Thanks to everyone for the great advice.  I stopped at about 145.  It's been 6 hours and its at 154, so I think it will turn out great.  I'm spraying with 3 to 1 apple juice to Cpt Morgan's Spiced Rum.  If I can figure it out, you'll have a Q View in a few hours.


----------



## travcoman45 (Jul 5, 2008)

I add wood to completion er foilin.  Ain't had no complaints yet.  Like ken says, yer smoke ring will stop in the neighborhood a 140*


----------



## Top2MP (Jul 5, 2008)

Okay, It's been 9 1/2 hours for a 4 lb pork shouldre and it is at 177.  I sthat normal?


----------



## ddave (Jul 5, 2008)

Depends on what you mean by "normal".  From what I have read here, you are fine -- just keep your smoker at the same temp and wait it out.  I have only done one -- a 5.6 pounder -- and it took almost 9 hours to get to 165 then I moved it to the oven because I was having issues with the wind.

Again, I think you are fine.  Grab a cool beverage and make yourself comfortable.  It will be worth the wait. 
	

	
	
		
		



		
		
	


	





Dave


----------



## Top2MP (Jul 5, 2008)

Thanks.  That's exactly what I did...moved it to the oven in foil.  Up to 190 and counting.


----------



## richoso1 (Jul 5, 2008)

You won't get any more smoke ring after about 140, but you can continue to add smoke flavoring beyond that temp.
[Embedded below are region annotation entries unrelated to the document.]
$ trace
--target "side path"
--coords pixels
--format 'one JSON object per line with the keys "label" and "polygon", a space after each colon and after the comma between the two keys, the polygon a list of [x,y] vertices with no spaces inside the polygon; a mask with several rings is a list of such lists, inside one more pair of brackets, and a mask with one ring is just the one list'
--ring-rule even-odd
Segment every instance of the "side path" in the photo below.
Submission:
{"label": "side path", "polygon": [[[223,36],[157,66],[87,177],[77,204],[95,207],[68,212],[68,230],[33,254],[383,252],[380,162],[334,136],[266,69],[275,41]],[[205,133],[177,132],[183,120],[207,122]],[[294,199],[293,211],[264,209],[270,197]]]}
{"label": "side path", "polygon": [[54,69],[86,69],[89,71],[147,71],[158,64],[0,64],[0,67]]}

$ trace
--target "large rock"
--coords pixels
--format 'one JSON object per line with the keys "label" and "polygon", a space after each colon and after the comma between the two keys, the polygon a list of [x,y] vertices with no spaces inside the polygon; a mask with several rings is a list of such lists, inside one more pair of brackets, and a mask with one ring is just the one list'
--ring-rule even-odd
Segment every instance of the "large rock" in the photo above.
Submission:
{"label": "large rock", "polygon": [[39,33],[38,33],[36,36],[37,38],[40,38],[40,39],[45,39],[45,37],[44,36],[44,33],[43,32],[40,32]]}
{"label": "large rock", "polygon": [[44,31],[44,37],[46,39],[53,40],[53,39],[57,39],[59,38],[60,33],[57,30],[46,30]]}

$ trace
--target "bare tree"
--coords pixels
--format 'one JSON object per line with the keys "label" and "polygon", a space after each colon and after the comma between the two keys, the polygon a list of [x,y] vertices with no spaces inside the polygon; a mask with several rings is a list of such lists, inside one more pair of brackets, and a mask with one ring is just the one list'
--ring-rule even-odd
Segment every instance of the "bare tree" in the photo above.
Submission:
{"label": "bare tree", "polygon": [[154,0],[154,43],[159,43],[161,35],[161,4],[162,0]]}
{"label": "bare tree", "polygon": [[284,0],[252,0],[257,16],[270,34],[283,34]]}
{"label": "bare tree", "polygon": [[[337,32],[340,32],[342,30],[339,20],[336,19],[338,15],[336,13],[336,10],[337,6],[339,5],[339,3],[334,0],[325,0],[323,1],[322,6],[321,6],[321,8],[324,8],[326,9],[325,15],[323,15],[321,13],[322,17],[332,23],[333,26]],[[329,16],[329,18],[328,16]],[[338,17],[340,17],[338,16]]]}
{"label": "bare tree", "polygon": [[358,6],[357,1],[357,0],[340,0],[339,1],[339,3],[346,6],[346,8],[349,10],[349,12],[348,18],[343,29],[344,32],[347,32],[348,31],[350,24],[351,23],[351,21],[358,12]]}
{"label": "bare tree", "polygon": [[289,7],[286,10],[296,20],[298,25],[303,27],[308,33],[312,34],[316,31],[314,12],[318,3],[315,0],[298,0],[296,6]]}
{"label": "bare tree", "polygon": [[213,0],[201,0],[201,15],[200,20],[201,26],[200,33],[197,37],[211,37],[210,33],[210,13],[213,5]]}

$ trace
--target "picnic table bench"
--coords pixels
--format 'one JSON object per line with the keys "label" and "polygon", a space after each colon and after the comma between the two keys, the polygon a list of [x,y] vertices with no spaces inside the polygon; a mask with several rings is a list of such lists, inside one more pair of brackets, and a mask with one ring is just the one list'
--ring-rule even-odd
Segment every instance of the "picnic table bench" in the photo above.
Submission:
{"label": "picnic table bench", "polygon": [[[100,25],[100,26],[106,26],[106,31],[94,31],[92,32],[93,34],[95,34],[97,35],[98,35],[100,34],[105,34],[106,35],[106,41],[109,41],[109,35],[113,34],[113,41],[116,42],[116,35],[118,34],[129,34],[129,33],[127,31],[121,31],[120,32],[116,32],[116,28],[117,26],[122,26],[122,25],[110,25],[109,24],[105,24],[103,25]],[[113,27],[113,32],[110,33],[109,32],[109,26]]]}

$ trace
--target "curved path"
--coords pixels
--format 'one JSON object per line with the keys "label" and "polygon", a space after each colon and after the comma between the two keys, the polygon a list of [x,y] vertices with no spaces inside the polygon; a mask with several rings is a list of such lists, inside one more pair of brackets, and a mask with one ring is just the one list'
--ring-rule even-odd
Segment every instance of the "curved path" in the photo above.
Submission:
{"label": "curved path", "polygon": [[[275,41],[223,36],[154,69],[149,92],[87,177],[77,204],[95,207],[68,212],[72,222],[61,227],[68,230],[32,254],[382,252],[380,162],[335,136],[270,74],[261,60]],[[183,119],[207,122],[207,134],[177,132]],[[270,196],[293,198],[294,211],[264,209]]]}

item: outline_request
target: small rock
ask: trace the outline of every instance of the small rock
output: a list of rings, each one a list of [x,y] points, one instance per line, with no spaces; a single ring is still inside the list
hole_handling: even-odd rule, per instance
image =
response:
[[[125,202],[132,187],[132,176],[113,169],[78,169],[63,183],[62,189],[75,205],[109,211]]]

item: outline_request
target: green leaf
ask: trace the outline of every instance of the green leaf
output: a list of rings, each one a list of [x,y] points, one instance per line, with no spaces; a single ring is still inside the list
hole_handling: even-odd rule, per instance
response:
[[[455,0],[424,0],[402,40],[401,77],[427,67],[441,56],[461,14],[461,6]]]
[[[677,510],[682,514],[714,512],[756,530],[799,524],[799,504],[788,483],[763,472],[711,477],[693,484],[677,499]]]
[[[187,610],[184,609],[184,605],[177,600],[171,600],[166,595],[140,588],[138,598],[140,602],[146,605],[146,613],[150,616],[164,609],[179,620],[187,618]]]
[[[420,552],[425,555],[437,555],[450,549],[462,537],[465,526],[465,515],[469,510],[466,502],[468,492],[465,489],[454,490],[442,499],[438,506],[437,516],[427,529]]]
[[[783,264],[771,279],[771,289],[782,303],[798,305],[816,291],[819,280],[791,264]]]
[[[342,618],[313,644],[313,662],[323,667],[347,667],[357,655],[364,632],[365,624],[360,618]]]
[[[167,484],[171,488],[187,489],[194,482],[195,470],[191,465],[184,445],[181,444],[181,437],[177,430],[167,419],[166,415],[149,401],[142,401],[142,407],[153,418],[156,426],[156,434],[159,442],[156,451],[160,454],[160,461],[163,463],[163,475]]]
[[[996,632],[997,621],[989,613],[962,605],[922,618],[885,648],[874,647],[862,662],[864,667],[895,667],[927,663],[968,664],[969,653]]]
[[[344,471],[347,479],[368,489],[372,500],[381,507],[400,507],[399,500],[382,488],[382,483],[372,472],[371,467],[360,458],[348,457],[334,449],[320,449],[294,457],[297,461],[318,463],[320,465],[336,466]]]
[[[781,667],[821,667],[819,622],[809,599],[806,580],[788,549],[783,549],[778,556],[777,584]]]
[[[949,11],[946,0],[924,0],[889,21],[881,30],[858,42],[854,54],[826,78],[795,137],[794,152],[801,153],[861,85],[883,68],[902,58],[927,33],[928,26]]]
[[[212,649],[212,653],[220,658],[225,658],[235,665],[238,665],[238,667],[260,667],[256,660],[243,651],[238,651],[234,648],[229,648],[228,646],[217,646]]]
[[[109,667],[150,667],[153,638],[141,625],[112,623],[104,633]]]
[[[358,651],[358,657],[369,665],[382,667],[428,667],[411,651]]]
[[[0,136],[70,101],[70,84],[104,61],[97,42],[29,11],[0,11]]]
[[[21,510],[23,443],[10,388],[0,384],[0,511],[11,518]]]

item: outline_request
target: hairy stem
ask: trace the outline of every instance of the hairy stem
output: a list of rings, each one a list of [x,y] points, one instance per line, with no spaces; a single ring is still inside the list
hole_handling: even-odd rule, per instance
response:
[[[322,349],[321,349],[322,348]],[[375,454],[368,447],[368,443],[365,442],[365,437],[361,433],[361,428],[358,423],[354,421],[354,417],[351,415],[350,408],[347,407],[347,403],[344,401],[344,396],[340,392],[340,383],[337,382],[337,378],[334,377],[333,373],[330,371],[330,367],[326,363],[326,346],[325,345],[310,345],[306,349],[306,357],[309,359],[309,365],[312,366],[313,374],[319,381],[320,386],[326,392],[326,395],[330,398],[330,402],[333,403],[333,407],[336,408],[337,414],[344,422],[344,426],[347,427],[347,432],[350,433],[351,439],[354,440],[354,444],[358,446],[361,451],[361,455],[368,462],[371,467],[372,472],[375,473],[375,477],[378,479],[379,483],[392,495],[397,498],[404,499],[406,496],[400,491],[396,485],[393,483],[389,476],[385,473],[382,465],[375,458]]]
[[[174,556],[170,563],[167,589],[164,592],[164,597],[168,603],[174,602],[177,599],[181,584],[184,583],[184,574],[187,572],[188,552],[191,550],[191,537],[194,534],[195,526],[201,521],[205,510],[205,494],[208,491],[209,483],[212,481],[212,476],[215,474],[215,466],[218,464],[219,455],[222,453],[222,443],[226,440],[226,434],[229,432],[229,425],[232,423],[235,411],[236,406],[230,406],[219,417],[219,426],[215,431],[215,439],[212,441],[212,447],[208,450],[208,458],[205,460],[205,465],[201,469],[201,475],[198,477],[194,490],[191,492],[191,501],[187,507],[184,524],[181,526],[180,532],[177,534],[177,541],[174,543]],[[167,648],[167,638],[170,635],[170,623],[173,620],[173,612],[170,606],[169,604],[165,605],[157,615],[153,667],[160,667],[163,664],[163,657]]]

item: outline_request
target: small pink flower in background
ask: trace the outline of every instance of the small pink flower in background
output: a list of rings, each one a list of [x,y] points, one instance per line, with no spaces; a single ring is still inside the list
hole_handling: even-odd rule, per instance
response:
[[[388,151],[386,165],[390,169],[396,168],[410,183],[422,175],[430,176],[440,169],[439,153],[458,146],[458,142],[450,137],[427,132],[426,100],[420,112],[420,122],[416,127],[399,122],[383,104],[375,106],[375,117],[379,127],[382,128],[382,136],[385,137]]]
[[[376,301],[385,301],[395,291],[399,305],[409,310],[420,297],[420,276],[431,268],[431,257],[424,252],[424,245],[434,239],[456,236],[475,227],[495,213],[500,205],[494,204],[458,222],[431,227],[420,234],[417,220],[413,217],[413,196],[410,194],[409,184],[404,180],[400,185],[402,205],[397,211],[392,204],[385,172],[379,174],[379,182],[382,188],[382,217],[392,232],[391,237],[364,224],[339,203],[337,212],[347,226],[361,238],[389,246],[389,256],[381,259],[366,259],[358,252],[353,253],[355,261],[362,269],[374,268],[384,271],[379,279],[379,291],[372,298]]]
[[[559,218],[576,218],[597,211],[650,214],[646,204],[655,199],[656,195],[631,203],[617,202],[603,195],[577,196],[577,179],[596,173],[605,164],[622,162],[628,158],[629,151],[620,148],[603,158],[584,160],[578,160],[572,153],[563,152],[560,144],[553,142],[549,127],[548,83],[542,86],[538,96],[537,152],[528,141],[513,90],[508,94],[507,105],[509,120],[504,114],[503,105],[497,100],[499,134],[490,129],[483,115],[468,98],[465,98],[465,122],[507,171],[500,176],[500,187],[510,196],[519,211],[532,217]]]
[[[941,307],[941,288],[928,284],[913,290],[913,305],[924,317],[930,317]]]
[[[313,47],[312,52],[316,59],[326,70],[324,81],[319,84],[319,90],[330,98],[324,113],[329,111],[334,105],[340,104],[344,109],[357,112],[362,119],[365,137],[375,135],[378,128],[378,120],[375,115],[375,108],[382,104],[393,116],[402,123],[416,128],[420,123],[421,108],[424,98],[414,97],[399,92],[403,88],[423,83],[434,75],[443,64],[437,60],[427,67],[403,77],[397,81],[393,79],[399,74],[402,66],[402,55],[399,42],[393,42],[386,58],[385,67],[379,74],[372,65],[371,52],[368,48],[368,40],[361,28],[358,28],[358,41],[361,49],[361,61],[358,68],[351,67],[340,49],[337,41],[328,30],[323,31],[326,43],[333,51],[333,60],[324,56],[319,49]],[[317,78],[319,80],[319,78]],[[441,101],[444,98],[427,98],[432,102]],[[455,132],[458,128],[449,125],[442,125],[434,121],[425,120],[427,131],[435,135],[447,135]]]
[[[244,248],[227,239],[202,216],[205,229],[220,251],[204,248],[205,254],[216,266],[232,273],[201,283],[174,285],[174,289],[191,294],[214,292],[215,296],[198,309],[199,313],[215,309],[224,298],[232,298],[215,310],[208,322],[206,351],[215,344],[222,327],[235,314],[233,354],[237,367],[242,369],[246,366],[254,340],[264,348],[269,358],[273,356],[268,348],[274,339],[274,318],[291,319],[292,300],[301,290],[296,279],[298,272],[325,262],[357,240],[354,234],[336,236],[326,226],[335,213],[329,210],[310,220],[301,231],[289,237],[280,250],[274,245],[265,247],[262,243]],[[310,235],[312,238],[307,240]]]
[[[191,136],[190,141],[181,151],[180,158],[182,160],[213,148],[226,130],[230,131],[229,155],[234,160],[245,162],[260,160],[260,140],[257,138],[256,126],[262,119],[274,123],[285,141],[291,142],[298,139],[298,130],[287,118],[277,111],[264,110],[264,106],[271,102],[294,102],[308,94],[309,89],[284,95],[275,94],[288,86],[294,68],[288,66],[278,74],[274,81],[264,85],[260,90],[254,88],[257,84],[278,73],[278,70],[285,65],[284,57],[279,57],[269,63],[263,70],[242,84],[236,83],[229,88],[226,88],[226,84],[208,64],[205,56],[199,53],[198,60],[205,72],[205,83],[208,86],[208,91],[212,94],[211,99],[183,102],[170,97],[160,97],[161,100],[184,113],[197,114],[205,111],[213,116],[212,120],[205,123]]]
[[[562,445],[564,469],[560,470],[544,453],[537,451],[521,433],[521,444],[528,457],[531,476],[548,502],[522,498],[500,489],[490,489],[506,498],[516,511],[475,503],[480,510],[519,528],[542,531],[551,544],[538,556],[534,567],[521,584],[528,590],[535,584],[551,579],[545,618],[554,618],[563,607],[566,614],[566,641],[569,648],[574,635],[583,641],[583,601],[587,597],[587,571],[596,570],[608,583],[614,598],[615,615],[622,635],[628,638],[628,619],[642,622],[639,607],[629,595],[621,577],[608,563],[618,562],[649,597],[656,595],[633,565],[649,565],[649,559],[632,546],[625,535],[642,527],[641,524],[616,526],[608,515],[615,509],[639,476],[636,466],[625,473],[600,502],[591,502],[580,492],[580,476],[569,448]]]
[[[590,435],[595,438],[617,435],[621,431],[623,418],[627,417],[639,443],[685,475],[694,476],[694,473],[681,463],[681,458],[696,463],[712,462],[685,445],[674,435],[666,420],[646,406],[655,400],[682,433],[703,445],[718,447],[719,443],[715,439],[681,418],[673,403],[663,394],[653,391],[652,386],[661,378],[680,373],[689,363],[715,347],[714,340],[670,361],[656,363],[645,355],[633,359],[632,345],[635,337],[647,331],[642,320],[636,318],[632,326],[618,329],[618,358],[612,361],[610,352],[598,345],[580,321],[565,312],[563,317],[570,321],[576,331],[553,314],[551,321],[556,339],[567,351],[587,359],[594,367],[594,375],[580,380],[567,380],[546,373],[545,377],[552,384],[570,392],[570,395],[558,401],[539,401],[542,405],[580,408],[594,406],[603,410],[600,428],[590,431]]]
I don't use wood while in the foil mode, I don't benefit from it.


----------



## Top2MP (Jul 6, 2008)

I would like to share my photos of the completed shoulder, but get an error message saying my file is too big.  Unfortunately I have HP software and cannot find where to reduce the size.  Any ideas?


----------



## ronp (Jul 6, 2008)

See if this works for you.

http://postimage.org/


----------



## Top2MP (Jul 6, 2008)

Thanks.  Ok, I uploaded them, now how do I add them to this posting?


----------



## Top2MP (Jul 6, 2008)

I hope this works.  













Yea!  It worked!  Thanks Ron P!


----------